„Weggemeinschaft und Zeugnis im Dialog mit Muslimen” – so heißt die vor kurzem veröffentlichte Arbeitshilfe der rheinischen Kirche. Für eine Arbeitshilfe hat sie eine große Resonanz in den Medien gefunden und auch auf Social Media Plattformen wird viel kommentiert. Anstatt eine Arbeitshilfe zu lesen, ist es für viele anscheinend leichter, ohne Lektüre der Arbeitshilfe sich über diese zu empören.

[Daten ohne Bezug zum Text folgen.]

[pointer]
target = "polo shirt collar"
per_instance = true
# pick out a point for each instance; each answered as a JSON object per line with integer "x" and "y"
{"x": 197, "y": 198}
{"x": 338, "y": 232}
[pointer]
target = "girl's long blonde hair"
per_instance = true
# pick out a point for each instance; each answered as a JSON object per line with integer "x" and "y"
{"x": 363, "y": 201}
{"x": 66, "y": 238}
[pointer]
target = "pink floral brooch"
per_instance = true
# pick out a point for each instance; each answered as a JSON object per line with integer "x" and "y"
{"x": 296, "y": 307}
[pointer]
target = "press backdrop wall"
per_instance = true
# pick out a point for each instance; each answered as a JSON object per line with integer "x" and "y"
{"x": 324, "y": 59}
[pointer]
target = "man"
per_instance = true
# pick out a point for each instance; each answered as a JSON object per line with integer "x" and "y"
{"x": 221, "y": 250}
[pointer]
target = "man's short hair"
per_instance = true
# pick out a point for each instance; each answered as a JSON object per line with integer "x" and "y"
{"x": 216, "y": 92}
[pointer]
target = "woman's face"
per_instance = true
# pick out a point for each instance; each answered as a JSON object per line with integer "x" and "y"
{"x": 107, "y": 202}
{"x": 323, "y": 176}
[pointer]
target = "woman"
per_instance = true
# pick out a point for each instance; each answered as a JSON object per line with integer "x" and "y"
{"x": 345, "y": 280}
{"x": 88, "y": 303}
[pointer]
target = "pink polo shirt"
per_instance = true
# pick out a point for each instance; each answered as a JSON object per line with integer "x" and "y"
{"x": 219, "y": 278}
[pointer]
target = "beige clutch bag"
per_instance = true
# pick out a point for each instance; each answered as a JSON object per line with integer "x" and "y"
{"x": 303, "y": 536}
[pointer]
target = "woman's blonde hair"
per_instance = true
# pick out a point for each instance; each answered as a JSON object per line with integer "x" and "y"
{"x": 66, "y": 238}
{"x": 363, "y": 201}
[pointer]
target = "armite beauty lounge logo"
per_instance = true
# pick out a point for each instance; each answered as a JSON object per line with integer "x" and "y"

Im Vorwort schreibt der rheinsche Präses Manfred Rekowski:
Sie lädt dazu ein, die Begriffe Mission und Dialog im Blick auf das Zusammenleben mit Muslimen theologisch zu reflektieren und will hier zu einer weitergehenden Klärung beitragen. […] Dazu soll in den kommenden Jahren eine vertiefte theologische Weiterarbeit in den Kirchengemeinden und in den unterschiedlichen kirchlichen Arbeitsfeldern zu einer größeren Klarheit und zu einer tragfähigen theologischen Positionierung führen. Ausführlich wird sich die Landessynode 2018 mit unserem Verhältnis zum Islam und dem Zusammenleben mit Muslimen in Deutschland beschäftigen.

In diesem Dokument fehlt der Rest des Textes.